Despite improving economy over the past year as oil and gas revenues have increased and austerity measures were eased, the state has not been able to improve citizens’ purchasing power and provide work for a large number of the unemployed youth. Long credited for ending a civil war by offering amnesty to Islamist fighters, Bouteflika’s popularity is trivial among young people, most of which feel disconnected from a political elite class constituted of veteran fighters from the 1954-1962 independence war with France which have governed Algeria ever since. Almost 45% of the North African country’s population is aged under 25.  A sense of social impotence looms over the youth due to a widespread knowledge that social and relational capital often trump academic efforts, a phenomenon Algerians infamously refer to as ‘‘Le piston’’. Official figures do little to ease this despair: more than a quarter of Algerians under 30 are unemployed. For many Algerians, leaving the country to seek better wages and living conditions remains more promising than casting their vote.

Algerian politics is notoriously opaque, with a designated term, ‘‘Le pouvoir’’, referring to the shadowy political elite of senior generals and others within the regime. Members of the President’s close circle, the President’s brother and senior aide, Saeed Bouteflika, and the General Ahmed Gaid Salah, chief of staff in the National People’s Army, are suspected to be Algeria’s de facto rulers and to be ruling in the President’s name since his choke, which severely impaired his speech. While the army and old guard remain powerful, it is unclear which actor in Algerian politics holds how much power. Opponents to the current regime point to its authoritarian nature and to a civil-military oligarchy cemented by corruption.

The stakes are high for Algeria’s political class. At the time of the Arab Spring, Bouteflika’s government was able to contain the uprising and avoid the major political upheaval as seen in many other Arab states with promises of reform and pay raises financed by the country’s revenues from oil and gas. But the growth of population and simultaneous decline in economic resources have made social peace more difficult to purchase. Not only that – the protests are more fierce this time around. It may very well be that Bouteflika’s re-election only provided the ruling FLN (or National Liberation Front) and the powerful army with short-term stability and additional time under the spotlight before an eventual difficult succession.

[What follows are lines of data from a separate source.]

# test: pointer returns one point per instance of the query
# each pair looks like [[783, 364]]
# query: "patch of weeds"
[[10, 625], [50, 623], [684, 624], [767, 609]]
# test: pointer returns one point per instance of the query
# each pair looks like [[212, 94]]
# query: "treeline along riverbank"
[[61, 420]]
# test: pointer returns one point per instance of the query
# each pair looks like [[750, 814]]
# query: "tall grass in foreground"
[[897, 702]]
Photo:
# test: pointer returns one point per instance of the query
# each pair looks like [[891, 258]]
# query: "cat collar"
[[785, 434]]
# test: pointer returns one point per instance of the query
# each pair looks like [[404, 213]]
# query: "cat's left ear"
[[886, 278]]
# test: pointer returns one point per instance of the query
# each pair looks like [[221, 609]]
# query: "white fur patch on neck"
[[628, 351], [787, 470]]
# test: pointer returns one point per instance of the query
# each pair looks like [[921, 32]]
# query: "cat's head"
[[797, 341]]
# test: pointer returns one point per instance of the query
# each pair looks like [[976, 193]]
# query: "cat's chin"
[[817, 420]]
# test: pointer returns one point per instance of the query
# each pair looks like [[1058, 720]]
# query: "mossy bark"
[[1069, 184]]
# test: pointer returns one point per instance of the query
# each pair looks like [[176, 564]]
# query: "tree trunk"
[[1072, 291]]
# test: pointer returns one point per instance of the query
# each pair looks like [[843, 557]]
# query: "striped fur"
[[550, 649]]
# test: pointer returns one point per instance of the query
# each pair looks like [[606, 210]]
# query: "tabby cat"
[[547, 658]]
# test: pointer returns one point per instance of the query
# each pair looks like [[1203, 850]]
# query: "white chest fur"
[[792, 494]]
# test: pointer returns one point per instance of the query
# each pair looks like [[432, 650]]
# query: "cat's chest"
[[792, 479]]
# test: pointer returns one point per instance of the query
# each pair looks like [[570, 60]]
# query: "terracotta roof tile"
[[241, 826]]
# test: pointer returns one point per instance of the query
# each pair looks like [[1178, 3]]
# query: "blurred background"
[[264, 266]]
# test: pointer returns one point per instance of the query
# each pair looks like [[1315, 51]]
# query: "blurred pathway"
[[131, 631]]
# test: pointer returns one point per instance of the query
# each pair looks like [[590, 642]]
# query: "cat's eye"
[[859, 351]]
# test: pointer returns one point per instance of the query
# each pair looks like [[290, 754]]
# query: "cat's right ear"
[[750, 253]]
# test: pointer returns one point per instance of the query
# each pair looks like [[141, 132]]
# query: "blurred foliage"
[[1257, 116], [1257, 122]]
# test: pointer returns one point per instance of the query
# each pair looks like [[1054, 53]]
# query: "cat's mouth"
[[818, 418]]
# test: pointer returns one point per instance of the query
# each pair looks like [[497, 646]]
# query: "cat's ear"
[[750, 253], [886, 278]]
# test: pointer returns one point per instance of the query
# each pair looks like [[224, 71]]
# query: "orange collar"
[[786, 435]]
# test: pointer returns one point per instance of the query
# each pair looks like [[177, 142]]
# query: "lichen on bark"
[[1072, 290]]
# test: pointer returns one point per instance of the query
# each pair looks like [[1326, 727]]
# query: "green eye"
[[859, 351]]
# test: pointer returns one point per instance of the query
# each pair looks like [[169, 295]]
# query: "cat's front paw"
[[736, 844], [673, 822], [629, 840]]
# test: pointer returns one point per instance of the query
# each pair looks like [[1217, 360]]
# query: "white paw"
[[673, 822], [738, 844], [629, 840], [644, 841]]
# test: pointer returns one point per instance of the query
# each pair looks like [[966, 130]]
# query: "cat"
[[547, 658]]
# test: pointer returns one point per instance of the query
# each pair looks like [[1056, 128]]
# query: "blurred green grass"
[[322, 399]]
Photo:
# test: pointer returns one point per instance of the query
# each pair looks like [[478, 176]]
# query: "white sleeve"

As the rest of the tale has yet to be written, one can only wonder if it will be written by the same old political elite or by Algerians themselves. So far, Algeria’s future remains opaque and unpredictable. As Algeria’s political and media landscape obstruct the emergence of new political personalities or groups, Bouteflika’s victory in the upcoming presidential elections should not come as a surprise to anybody familiar with Algerian politics. Further, the opposition remains weak and divided, as leaders from the country’s diverse opposition parties failed to agree on a joint presidential candidate last Wednesday, and oscillate between boycotting the election or agreeing on a candidate.

Against that backdrop, a transformation of the system of governance seems unlikely. But the current momentum nonetheless constitutes a rare opportunity for Algerians to turn the tide in their favor and make history. The force ratio between the supporters of a fifth mandate and its opponents seems to be overturned, as the presidential clan struggles to mobilize real popular support faced with the unprecedented level of dissent. It might finally be time to contemplate a post-Bouteflika era – whatever it may hold for Algerians.